There has been an increasing amount of interest recently in wood-fired ovens, so why are they the hot topic right now?
Wood-fired ovens have more flexibility than you might realise, you can prepare an amazing pizza in them (see our stuffed mediterranean-inspired pizza recipe below), but you can also cook bread, meats, pies, stews, vegetables, paellas...the list goes on.
Wood-fired ovens formed the basis for many types of cooking throughout history, with the earliest examples from 4300BC across parts of Europe, South America and Asia. This tradition has continued right up to the present day, and in France communal ovens were still common in villages until the 1960s to bake the village bread. The need for communal ovens has lessened in parts of the world where the transportation and accessibility of larger producers has diminished the need for community baking, but this has not lessened the interest in the art of wood-fired oven cooking.
With the popularity of outdoor kitchens growing in the UK, we're finding many people want to site their wood-fired oven alongside their barbecue, an ideal way to perfect your outdoor cooking experience. Whilst they can in theory cook the same foods, there are important differences between the two.
Wood-fired ovens: The enclosed nature with clay surrounds and hot clay base means there is truly even heat distribution and so food cooks from all sides fast.
For pizzas the hot clay base and live flame means your dough is crisp on the bottom and cooked on the top within 3-4 minutes!
The wood fuel enhances the food you are cooking with a true 'smoky' taste.
Wood-fired ovens are fuel efficient and thought of as more environmentally friendly to cook on.
The oven stays hot long after the flames have died down, and this is the perfect time for bread to bake.
Barbecues (gas): Controllable heat via individual burners allows you to control the temperature and prepare food exactly as you wish.
Advantage of being able to cook on multiple surfaces at once with griddles, rotisseries, charcoal baskets and grills available togehter.
Excess fats drip down to the vapoursiers leaving less fat in the food itself.
Barbecuing allows you to sear food, not only giving unique presentation but a light caramelisaton to the food.
Barbecues are faster for cooking 'direct foods' such as chicken breasts, burgers etc.

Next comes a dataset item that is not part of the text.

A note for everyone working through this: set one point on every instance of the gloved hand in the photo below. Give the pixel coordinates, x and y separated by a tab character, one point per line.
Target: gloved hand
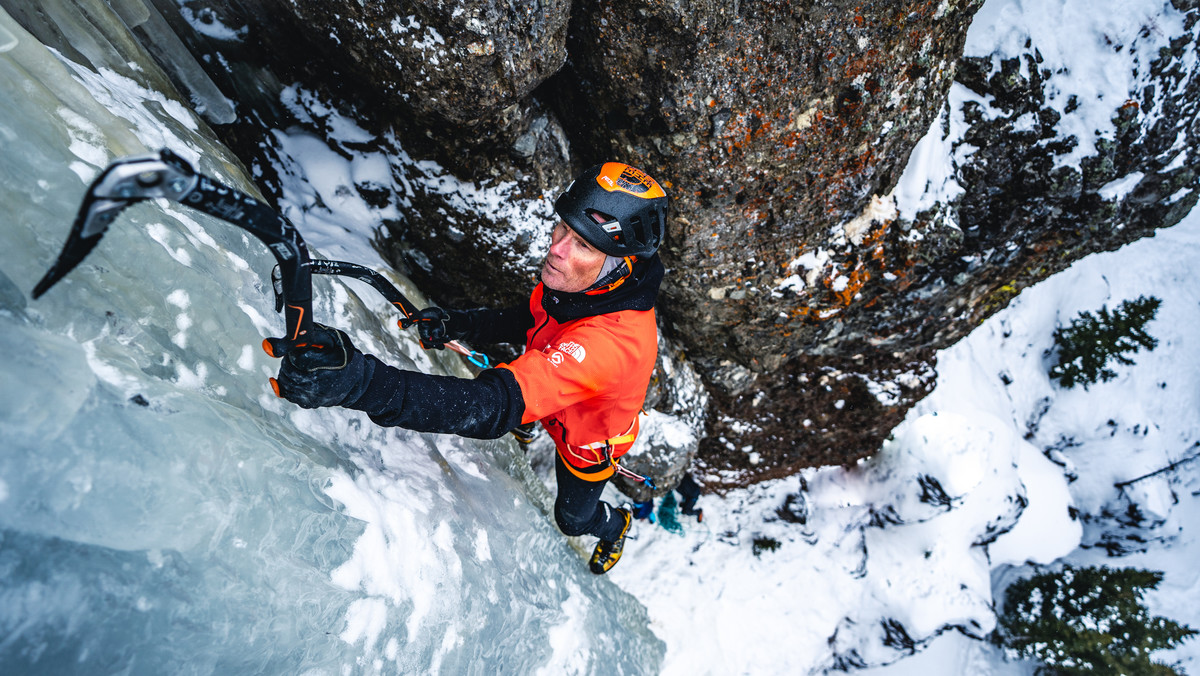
431	325
328	370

Make Dough; You will need 2 cups of warm water, 1/2 oz yeast, 1 tablespoon sugar, 6 cups of flour, 2 teaspoons of salt and 1 cup olive oil. Whisk the yeast, sugar and water together, stand for 30 mins until twice the volume. Mix in flour and salt and make a well in the centre. Pour yeast and oil into the centre of the well. Use a fork to whisk in flour from the edges creating a sticky mixture. Transfer onto a floured board. Dust hands with flour. Fold/knead the dough for 5-10 minutes adding flour sparingly as required until dough is firm and bounces back with gentle pressure. Keep in a warm environment for 30 minutes until dough has doubled in size. Knock back dough and gentle knead before separating into four balls and leaving for another 20 minutes in a warm environment.
Prepare & Cook Pizza; Ensure oven is heated and ready for cooking. Knock back dough again and then roll out lightly/stretch out with hands. Place a small amount of a tomato based sauce around the edge and a sprinkling of cheese, roll over so that you form a 'sausage' of dough around the outside of your pizza. Crumble goats cheese across the base, gently pressing the cheese down into the base, add plum tomato slices, chopped olives and quartered artichoke hearts. Place onto a wooden or metal pizza peel (a long flat 'spade' specifically designed for placing food in wood-fired ovens), slide into your oven, leave to cook for 3-4 minutes, retreive from your oven, sprinkle with fresh basil and enjoy!